En admettant que la créativité humaine ne se forme que par elle-même, mais elle puise toujours, d’une manière ou d’une autre, aux sources d’inspiration diverses servant de modèle initial, nous revenons sur l’origine de cette figure mystérieuse évoluant au cours des millénaires. Le dragon fantastique, imaginé avec des griffes de lion, des ailes d’aigle et une queue de serpent, renvoie à un animal bien réel – un lézard d’une vingtaine de centimètres de long, lequel existe dans les forêts tropicales asiatiques, ses ailes lui permettant de planer. Donc, c’est un animal aussi petit que faible, comme l’on décrit dans une Histoire naturelle au XIXe siècle. À part cette seule espèce capable de voler, les varans géants font aussi penser aux dragons légendaires en raison de leur allure spécifique. Et, tel qu’il nous apparaît dans les arts visuels d’aujourd’hui, l’animal fabuleux vivifié notamment par de nombreuses animations cinématographiques, on en cherche la confirmation – picturale ou sculpturale – des origines.
Jan Jonston, Historiae Naturalis : De Serpentibus et Draconibus Libri II, 1653. Athanasius Kircher, Mundus Subterraneus, 1665 : description d’un dragon.
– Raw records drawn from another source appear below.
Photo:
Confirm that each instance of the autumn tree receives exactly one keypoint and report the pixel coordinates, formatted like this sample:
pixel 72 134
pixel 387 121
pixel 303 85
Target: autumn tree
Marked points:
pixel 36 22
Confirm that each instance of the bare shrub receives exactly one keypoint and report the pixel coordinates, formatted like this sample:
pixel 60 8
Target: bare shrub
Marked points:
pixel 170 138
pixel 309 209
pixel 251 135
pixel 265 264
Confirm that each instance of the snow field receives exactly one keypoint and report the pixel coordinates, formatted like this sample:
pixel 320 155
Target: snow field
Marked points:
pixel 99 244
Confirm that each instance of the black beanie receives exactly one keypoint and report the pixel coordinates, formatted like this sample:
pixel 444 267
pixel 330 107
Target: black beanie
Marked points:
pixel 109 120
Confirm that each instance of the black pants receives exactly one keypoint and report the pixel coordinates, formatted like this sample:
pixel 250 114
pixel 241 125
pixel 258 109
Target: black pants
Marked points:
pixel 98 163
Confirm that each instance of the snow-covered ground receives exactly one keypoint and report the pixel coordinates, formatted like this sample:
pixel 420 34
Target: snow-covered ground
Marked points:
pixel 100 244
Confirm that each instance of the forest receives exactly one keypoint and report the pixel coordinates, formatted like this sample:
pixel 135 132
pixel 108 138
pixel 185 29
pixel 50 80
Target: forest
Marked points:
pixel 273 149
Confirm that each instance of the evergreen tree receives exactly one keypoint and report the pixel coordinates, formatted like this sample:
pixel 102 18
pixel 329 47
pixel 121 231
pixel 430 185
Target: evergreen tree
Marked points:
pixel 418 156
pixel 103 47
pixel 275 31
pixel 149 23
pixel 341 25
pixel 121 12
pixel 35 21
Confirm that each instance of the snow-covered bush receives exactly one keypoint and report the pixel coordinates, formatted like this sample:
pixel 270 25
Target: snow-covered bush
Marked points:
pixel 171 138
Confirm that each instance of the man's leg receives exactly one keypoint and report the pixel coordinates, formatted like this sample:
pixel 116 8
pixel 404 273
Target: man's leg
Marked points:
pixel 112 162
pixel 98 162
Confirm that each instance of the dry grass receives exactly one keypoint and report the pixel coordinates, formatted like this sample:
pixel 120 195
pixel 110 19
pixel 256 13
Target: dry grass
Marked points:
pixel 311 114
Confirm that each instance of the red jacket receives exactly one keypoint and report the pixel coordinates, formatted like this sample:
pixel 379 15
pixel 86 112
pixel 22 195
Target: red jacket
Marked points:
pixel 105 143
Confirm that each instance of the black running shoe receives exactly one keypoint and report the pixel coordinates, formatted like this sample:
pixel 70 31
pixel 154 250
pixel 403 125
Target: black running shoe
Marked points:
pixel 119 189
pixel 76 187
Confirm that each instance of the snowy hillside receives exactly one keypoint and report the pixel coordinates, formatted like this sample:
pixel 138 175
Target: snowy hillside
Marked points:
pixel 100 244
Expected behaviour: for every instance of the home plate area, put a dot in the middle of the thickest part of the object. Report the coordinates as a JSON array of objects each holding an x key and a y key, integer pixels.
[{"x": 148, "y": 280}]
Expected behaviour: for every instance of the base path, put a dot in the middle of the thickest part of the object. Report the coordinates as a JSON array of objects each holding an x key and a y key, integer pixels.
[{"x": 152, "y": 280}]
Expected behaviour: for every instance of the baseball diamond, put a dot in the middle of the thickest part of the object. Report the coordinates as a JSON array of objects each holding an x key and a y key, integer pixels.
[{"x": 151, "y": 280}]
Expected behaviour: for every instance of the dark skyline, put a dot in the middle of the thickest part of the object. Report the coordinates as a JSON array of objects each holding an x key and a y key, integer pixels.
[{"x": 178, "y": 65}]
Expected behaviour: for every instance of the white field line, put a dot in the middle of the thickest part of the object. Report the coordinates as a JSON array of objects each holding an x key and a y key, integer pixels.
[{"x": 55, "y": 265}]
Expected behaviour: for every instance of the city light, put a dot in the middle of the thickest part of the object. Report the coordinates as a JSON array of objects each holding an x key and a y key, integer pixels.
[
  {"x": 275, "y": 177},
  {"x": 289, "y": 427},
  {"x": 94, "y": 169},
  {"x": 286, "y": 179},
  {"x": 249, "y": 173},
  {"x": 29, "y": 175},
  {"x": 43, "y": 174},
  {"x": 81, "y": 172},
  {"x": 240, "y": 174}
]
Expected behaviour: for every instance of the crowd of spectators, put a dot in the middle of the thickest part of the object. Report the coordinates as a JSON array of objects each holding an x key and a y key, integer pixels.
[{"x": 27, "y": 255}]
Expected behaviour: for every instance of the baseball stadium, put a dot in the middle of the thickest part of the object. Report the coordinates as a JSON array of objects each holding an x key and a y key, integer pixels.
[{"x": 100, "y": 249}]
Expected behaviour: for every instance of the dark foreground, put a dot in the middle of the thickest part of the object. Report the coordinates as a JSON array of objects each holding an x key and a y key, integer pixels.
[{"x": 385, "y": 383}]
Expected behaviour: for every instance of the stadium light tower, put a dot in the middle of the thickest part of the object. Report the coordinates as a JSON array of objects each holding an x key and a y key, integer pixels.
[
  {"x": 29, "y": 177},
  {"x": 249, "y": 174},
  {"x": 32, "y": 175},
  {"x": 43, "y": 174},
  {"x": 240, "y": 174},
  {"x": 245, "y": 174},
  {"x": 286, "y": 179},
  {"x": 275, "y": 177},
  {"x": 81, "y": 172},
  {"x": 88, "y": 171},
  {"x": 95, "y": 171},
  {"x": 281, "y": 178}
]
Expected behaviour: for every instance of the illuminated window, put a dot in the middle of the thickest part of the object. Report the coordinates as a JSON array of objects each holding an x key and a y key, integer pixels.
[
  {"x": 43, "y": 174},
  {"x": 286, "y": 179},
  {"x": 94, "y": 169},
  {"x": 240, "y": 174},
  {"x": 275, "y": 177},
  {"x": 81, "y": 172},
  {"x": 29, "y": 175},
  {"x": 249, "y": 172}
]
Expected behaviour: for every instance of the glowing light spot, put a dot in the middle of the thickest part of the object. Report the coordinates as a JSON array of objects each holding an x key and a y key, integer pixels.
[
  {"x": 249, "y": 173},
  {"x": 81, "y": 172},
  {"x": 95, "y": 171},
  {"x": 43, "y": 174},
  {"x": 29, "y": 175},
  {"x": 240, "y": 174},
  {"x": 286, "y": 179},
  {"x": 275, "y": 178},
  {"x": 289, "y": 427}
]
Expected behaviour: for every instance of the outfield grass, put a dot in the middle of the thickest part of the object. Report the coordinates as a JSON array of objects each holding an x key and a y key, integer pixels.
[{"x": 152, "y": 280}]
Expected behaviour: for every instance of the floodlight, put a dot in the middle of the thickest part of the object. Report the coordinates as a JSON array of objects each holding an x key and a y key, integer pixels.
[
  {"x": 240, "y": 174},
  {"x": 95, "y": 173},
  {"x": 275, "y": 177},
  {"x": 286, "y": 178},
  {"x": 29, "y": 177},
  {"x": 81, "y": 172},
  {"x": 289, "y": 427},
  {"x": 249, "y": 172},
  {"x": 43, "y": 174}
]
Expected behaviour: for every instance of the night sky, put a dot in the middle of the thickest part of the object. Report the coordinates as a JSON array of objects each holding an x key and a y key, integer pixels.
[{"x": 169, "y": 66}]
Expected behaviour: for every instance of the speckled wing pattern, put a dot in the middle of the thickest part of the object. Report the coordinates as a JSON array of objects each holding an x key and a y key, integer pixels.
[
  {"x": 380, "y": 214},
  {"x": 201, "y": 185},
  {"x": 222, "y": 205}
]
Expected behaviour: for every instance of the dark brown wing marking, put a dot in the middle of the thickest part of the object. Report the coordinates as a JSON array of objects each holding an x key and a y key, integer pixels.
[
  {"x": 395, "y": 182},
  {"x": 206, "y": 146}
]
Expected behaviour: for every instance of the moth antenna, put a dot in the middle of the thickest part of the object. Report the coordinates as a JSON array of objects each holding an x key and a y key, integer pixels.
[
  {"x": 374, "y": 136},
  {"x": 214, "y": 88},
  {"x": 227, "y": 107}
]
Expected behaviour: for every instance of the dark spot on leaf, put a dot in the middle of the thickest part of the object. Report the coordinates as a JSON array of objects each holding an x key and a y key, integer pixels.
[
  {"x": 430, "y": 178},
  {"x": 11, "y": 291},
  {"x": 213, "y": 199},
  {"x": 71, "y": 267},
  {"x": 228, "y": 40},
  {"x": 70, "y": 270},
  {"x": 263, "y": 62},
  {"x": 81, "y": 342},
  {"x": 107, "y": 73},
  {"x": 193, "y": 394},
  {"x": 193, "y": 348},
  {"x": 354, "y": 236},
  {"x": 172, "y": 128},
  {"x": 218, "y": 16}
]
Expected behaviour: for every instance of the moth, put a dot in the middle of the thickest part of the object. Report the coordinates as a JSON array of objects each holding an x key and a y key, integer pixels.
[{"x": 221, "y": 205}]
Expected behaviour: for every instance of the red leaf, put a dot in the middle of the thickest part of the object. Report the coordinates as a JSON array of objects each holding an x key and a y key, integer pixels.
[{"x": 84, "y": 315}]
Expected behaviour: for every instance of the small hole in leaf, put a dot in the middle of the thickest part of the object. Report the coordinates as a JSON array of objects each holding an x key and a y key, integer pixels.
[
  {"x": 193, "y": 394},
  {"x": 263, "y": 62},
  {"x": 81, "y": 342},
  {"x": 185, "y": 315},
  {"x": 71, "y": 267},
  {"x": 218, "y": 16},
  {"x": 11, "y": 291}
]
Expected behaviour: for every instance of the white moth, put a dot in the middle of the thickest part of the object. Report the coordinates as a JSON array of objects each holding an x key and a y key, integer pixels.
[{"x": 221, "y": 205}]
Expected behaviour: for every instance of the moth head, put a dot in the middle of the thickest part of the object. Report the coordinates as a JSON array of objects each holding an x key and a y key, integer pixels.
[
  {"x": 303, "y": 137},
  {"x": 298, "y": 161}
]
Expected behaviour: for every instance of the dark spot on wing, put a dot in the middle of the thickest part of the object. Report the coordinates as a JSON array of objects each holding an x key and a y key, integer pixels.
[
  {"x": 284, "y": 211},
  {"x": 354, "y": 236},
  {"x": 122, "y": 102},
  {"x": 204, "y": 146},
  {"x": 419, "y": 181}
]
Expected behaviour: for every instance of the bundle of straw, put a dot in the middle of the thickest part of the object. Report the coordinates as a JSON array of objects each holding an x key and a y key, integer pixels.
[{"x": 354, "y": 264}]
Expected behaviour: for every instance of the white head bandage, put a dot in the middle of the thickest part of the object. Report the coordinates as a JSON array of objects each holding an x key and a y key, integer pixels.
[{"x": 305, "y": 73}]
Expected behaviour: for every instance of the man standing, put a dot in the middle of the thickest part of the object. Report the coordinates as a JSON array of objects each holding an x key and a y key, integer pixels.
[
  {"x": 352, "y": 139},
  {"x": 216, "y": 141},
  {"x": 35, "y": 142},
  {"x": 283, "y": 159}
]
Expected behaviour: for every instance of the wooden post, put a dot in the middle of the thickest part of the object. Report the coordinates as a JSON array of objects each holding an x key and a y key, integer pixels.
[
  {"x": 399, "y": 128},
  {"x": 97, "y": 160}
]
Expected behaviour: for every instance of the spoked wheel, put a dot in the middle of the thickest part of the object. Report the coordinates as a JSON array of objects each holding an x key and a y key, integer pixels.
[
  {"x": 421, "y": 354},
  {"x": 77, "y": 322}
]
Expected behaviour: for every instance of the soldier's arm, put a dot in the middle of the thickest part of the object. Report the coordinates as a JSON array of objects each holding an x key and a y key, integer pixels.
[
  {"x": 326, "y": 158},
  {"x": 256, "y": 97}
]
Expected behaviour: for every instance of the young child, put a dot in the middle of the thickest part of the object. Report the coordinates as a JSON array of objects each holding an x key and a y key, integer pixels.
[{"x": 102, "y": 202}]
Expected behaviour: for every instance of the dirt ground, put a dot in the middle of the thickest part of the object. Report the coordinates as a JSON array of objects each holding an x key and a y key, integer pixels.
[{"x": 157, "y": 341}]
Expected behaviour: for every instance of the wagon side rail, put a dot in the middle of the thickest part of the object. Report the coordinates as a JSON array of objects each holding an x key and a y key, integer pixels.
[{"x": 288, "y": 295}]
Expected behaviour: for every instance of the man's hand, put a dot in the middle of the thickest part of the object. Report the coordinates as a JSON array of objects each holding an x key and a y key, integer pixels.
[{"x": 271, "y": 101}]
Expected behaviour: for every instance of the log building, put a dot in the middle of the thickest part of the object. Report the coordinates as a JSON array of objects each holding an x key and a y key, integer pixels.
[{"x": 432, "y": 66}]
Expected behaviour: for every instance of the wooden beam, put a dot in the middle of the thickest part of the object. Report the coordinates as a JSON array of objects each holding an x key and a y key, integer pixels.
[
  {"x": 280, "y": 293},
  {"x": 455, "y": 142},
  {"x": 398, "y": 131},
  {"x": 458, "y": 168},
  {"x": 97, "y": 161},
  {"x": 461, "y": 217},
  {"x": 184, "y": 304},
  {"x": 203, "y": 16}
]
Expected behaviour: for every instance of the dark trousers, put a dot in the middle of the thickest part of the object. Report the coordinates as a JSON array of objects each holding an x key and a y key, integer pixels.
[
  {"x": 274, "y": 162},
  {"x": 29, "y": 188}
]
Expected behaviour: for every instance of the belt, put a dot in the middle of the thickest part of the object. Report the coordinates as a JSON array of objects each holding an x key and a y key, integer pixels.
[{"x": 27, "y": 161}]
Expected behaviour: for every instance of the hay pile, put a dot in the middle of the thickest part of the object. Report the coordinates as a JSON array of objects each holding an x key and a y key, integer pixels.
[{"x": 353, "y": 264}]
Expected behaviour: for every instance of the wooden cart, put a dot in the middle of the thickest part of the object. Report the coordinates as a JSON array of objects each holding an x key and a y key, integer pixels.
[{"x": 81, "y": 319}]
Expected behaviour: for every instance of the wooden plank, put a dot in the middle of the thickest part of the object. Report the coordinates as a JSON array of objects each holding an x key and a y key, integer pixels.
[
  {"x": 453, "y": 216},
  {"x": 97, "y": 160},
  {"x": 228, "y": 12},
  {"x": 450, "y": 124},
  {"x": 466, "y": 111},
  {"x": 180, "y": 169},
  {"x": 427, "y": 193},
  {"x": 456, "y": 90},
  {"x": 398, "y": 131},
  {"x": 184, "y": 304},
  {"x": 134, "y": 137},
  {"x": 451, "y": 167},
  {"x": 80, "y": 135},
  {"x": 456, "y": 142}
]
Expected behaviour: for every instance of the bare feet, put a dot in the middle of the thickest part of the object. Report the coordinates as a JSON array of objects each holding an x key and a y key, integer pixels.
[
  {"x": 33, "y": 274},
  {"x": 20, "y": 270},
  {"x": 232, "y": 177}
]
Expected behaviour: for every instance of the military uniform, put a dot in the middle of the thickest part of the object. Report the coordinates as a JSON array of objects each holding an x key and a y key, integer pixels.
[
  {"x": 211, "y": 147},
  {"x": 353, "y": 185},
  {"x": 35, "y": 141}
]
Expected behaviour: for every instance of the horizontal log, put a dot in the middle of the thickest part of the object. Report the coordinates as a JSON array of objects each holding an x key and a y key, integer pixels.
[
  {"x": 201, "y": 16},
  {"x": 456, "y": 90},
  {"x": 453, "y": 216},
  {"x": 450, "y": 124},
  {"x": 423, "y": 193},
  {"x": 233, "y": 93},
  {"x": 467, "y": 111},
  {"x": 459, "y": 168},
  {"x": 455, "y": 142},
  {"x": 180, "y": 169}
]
Au berceau des civilisations
Tout d’abord, il faut constater qu’on ne dispose d’aucun exemple de ce genre, même approximatif, provenant des périodes préhistoriques. L’homme primitif tourné vers la nature, laquelle fut apparemment pour lui une traduction de l’Au-delà, l’art pariétal nous renvoie aux différentes figurations zoomorphiques, réalistes ou schématisées, attachées à un chamanisme, mais comprenant toujours « un certain ordre naturel des choses ». En revanche, on observe un développement progressif de l’imaginaire à la charnière Mésolithique – Néolithique. Une découverte singulière attire tout particulièrement notre attention, car elle s’inscrit en quelque sorte à notre recherche typologique du dragon. Le site Göbekli Tepe en Turquie – le plus ancien temple de l’humanité datant d’entre 12 000 et 10 000 ans BP – contient, parmi plusieurs monolithes aux reliefs du style animalier creusés dans la surface plate des piliers, une sculpture en ronde-bosse assez frappante. Une créature reptilienne descendant sur le côté d’un pilier mégalithique en forme de T, témoigne d’une véritable maîtrise sculpturale. Son originalité se traduit non seulement par son élaboration formelle déjà d’un certain niveau artistique, mais aussi par le choix et la disposition du thème, figurant une espèce de lézard farouche. Cependant, les mythologies de l’époque protohistorique restant obscures, il est impossible d’expliquer sa présence dans un contexte rituel.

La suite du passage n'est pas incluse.